NEW ALBANY — Any driver who frequents the stretch of Charlestown Road just north of Interstate 265 is likely no stranger to the difficulties of one of its most congested intersections.
The first stoplight drivers hit upon entering the busy corridor has Prosser Career Education Center on one side, with the other side occupied by a Marathon gas station marking the meeting point of St. Joseph and Kamer Miller roads. Currently, the two roads and gas station each have stop signs at their convergence.
A short strip of roadway then connects the three-way stop with the stoplight on Charlestown Road. To alleviate the problems caused by the rather complicated intersection, New Albany officials are now looking to reroute the roads to make traffic flow more smoothly in the area.
“Just about everybody that lives in the city knows that it’s a tough intersection, and that’s putting it lightly,” Redevelopment Director Josh Staten said. “We’ve known we needed to fix it, and now we’re ready to take some action to get it done.”
On Tuesday, the New Albany Redevelopment Commission approved a contract with HMB Engineers to move forward with the design phase of the project. Next week, the team will begin the process of finding out how to best modify the intersection.
Prior to the construction of Interstate 265, city engineer Larry Summers said that St. Joseph Road extended through the area where Kohl’s now sits. When the road was split to make way for the highway, it was then reworked to its current route, with a stretch running parallel to I-265 before connecting Kamer Miller Road.
“That created a weird intersection here at St. Joseph and Kamer Miller,” Summers said. “What we’re looking to do is to modify the intersection... We’re possibly looking at moving the intersection to the north and addressing the connection between St. Joseph and Kamer Miller to where it no longer causes backups on each.”
In addition to improving traffic flow and overall safety, Staten said the project will also help stimulate development. Several major businesses sit in the vicinity of the intersection, along with Prosser and Northside Christian Church.
Cattleman’s Roadhouse will join them once construction of its St. Joseph Road location wraps up this year. But to ensure that more of the vacant commercial land is developed nearby, Staten said improving the intersection is critical.

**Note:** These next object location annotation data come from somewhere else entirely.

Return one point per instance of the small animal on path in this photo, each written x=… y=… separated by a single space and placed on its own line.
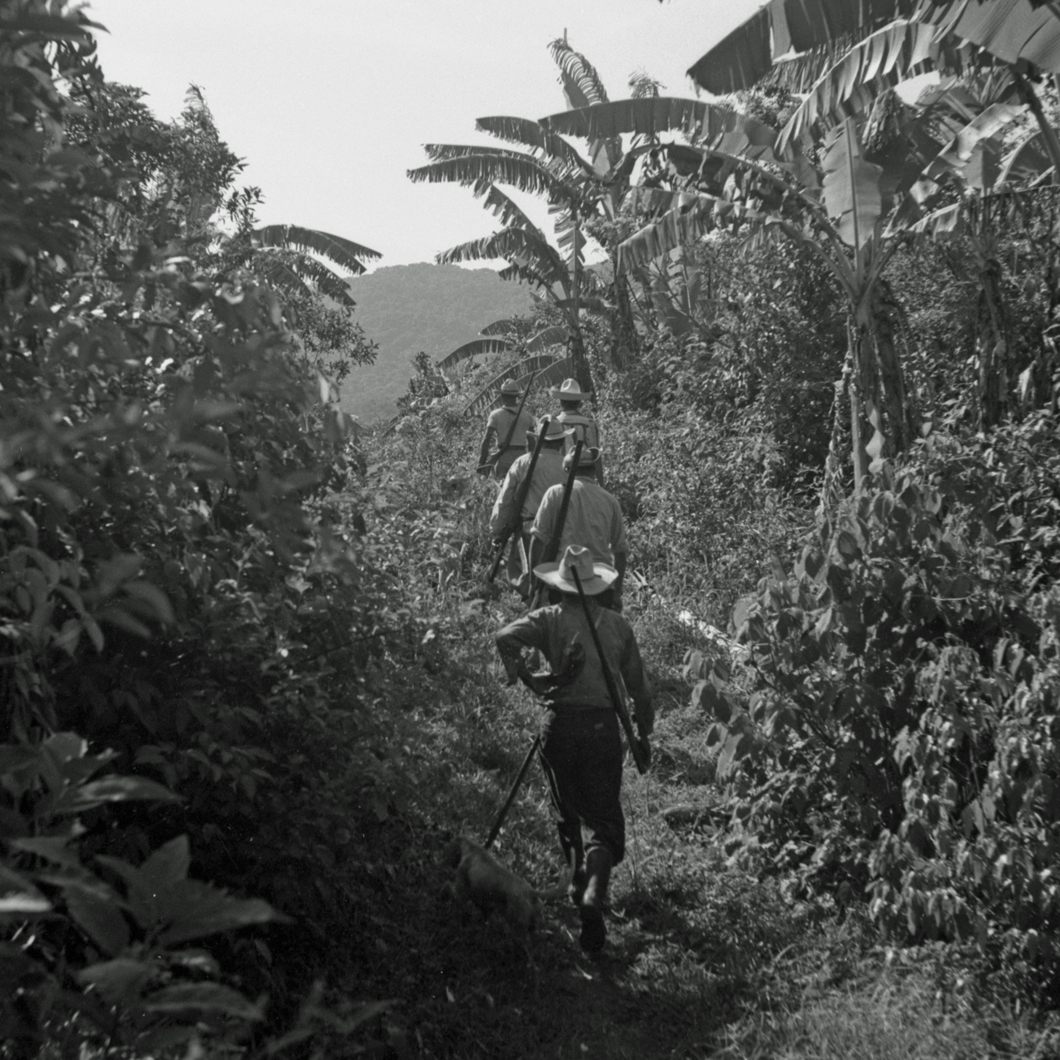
x=483 y=881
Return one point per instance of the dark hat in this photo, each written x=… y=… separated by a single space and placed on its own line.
x=594 y=577
x=589 y=456
x=568 y=390
x=553 y=434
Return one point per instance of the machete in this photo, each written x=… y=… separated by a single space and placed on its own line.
x=552 y=548
x=641 y=752
x=515 y=526
x=483 y=469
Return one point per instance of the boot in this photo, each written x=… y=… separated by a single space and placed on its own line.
x=598 y=864
x=577 y=886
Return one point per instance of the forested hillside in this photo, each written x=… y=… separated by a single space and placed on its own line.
x=408 y=308
x=250 y=688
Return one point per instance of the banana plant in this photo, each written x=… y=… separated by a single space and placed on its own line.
x=580 y=186
x=1020 y=34
x=299 y=261
x=840 y=209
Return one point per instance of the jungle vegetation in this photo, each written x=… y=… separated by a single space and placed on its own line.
x=246 y=670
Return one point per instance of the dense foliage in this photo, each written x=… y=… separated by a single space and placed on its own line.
x=174 y=557
x=239 y=646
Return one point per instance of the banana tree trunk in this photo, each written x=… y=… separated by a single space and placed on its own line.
x=896 y=401
x=881 y=411
x=581 y=361
x=992 y=346
x=623 y=333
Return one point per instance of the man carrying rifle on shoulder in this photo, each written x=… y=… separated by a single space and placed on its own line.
x=526 y=482
x=593 y=651
x=593 y=517
x=505 y=428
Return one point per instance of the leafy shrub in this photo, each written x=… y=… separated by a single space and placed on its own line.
x=95 y=950
x=894 y=723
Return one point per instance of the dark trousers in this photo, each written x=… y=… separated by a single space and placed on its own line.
x=582 y=753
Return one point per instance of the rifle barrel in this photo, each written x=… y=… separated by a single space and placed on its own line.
x=516 y=520
x=616 y=695
x=552 y=548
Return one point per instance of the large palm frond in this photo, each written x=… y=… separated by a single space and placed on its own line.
x=646 y=117
x=851 y=187
x=480 y=168
x=849 y=86
x=581 y=84
x=1009 y=30
x=476 y=348
x=745 y=56
x=582 y=87
x=342 y=252
x=490 y=394
x=532 y=134
x=525 y=248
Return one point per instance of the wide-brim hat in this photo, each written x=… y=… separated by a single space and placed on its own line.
x=554 y=431
x=568 y=390
x=594 y=577
x=589 y=456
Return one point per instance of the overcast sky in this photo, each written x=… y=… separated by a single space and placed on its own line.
x=330 y=101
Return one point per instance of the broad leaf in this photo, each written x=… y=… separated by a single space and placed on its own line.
x=1011 y=30
x=849 y=86
x=343 y=252
x=684 y=224
x=480 y=168
x=490 y=394
x=746 y=54
x=116 y=789
x=100 y=918
x=645 y=117
x=533 y=135
x=1028 y=161
x=476 y=348
x=547 y=336
x=851 y=188
x=960 y=149
x=201 y=997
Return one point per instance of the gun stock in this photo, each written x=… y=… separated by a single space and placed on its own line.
x=636 y=747
x=484 y=469
x=552 y=548
x=516 y=522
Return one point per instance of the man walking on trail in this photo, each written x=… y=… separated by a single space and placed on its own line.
x=581 y=742
x=594 y=519
x=585 y=428
x=547 y=472
x=506 y=429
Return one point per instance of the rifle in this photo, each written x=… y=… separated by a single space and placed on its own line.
x=511 y=794
x=552 y=548
x=641 y=752
x=483 y=469
x=516 y=520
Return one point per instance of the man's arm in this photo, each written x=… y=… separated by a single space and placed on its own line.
x=504 y=507
x=523 y=633
x=483 y=449
x=632 y=668
x=617 y=589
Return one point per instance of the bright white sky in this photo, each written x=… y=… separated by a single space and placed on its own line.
x=330 y=101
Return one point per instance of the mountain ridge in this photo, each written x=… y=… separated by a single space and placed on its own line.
x=406 y=308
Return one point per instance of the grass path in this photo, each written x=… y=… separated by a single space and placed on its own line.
x=703 y=959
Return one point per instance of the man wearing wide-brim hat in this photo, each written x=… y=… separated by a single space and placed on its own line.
x=594 y=519
x=582 y=745
x=547 y=472
x=505 y=429
x=585 y=428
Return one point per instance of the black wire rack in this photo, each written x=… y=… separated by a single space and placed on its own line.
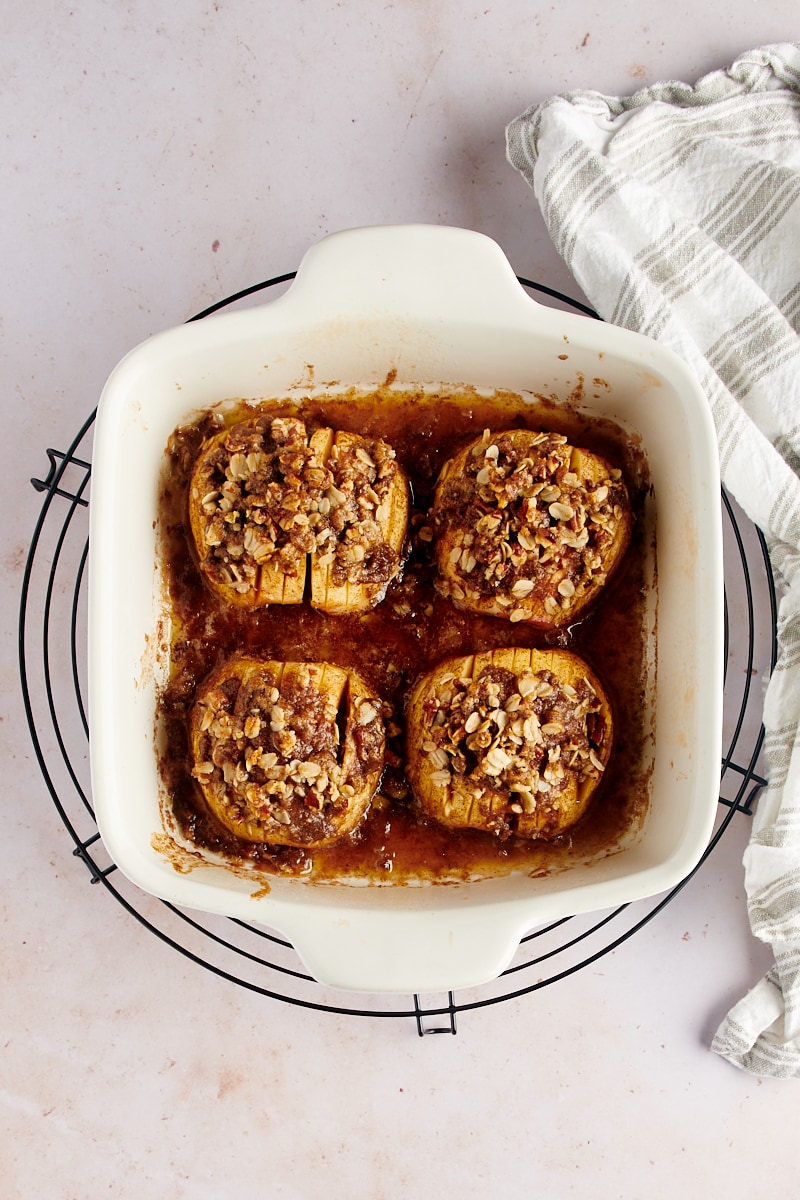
x=53 y=675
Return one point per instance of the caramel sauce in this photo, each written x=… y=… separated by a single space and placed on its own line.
x=411 y=630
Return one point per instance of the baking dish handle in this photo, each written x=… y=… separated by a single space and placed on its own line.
x=432 y=271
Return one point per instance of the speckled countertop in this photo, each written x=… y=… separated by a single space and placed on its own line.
x=154 y=162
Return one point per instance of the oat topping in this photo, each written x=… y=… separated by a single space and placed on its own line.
x=528 y=525
x=356 y=510
x=287 y=745
x=257 y=491
x=527 y=736
x=266 y=496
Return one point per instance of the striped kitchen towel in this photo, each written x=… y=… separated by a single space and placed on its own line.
x=678 y=211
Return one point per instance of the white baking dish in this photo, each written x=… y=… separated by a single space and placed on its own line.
x=434 y=305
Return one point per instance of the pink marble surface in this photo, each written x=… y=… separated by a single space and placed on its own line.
x=157 y=160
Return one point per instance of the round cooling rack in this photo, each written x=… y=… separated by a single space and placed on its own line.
x=53 y=672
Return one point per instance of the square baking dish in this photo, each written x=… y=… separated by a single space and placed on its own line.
x=433 y=306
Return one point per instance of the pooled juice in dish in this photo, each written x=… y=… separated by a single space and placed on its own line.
x=407 y=634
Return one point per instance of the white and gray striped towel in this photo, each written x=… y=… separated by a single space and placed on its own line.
x=678 y=213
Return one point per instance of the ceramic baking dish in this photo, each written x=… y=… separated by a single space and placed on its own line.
x=434 y=305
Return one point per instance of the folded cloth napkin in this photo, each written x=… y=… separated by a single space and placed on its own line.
x=678 y=211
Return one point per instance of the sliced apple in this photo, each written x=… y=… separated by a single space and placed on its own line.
x=353 y=567
x=510 y=742
x=528 y=527
x=287 y=753
x=268 y=504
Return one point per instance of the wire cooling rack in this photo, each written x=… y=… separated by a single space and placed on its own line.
x=53 y=673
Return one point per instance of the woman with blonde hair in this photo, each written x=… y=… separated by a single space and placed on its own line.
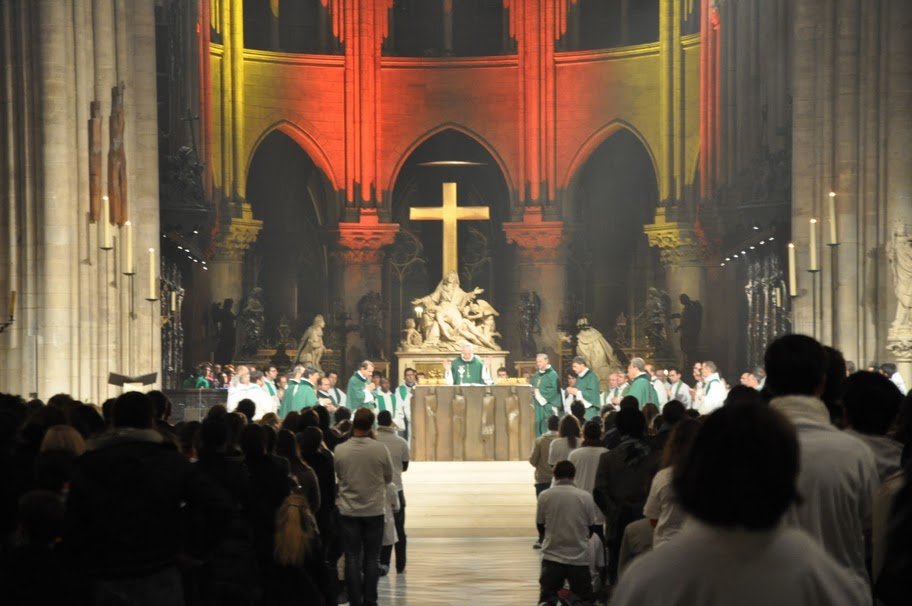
x=300 y=569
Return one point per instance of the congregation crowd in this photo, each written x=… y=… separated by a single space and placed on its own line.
x=791 y=488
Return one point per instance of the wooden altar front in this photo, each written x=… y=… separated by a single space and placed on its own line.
x=472 y=423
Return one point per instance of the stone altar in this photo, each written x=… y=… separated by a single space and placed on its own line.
x=472 y=423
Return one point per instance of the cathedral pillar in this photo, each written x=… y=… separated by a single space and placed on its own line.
x=541 y=268
x=357 y=268
x=685 y=271
x=234 y=238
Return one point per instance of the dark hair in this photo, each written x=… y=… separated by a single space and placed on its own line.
x=134 y=409
x=364 y=419
x=553 y=422
x=741 y=469
x=795 y=364
x=564 y=470
x=680 y=441
x=871 y=402
x=569 y=428
x=673 y=412
x=384 y=418
x=247 y=408
x=630 y=422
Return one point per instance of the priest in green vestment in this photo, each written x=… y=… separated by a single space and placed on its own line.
x=547 y=393
x=640 y=387
x=467 y=369
x=361 y=388
x=587 y=389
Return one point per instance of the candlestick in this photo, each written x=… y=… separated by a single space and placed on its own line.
x=793 y=274
x=813 y=247
x=104 y=225
x=128 y=249
x=152 y=296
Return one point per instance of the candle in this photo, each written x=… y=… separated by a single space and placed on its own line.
x=152 y=295
x=813 y=247
x=128 y=248
x=105 y=225
x=793 y=274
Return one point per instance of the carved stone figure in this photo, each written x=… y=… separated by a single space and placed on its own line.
x=899 y=254
x=311 y=348
x=598 y=352
x=250 y=324
x=370 y=313
x=529 y=326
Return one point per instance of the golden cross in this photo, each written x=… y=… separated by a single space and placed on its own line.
x=450 y=214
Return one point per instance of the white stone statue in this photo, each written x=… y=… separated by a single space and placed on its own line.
x=899 y=254
x=598 y=352
x=312 y=348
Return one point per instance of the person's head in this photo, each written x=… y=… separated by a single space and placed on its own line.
x=134 y=409
x=363 y=421
x=741 y=469
x=630 y=422
x=65 y=438
x=411 y=376
x=795 y=365
x=564 y=470
x=680 y=441
x=579 y=364
x=384 y=418
x=553 y=423
x=247 y=407
x=295 y=532
x=871 y=402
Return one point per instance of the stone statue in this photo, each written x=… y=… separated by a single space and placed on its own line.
x=250 y=323
x=411 y=338
x=370 y=314
x=451 y=316
x=529 y=309
x=598 y=352
x=226 y=338
x=311 y=349
x=899 y=254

“We’ve had a lot of builders and businesses looking at moving in somewhere on that portion of Charlestown Road, and we’re at a point where a lot of the land there has either been built on already or it’s tough to get to,” Staten said. “A lot of that stuff between Cattleman’s and Waffle House, right now it’s tough for that to be developed, because that intersection makes it so tough for potential customers to come in.”
The Indiana Department of Transportation operates the signal, meaning the city will have to work with the state to find a solution. Once the project progresses, officials will have a better understanding of their options for rerouting the roads.
Right now, construction is expected to begin sometime next year.
“The big thing is to smooth it out,” Staten said. “The idea is to just help traffic operate in a better way. The density isn’t going anywhere. In fact, it’s going to get more dense as we continue to grow. It’s right by the highway, so there’s a high demand for commercial and office spaces.”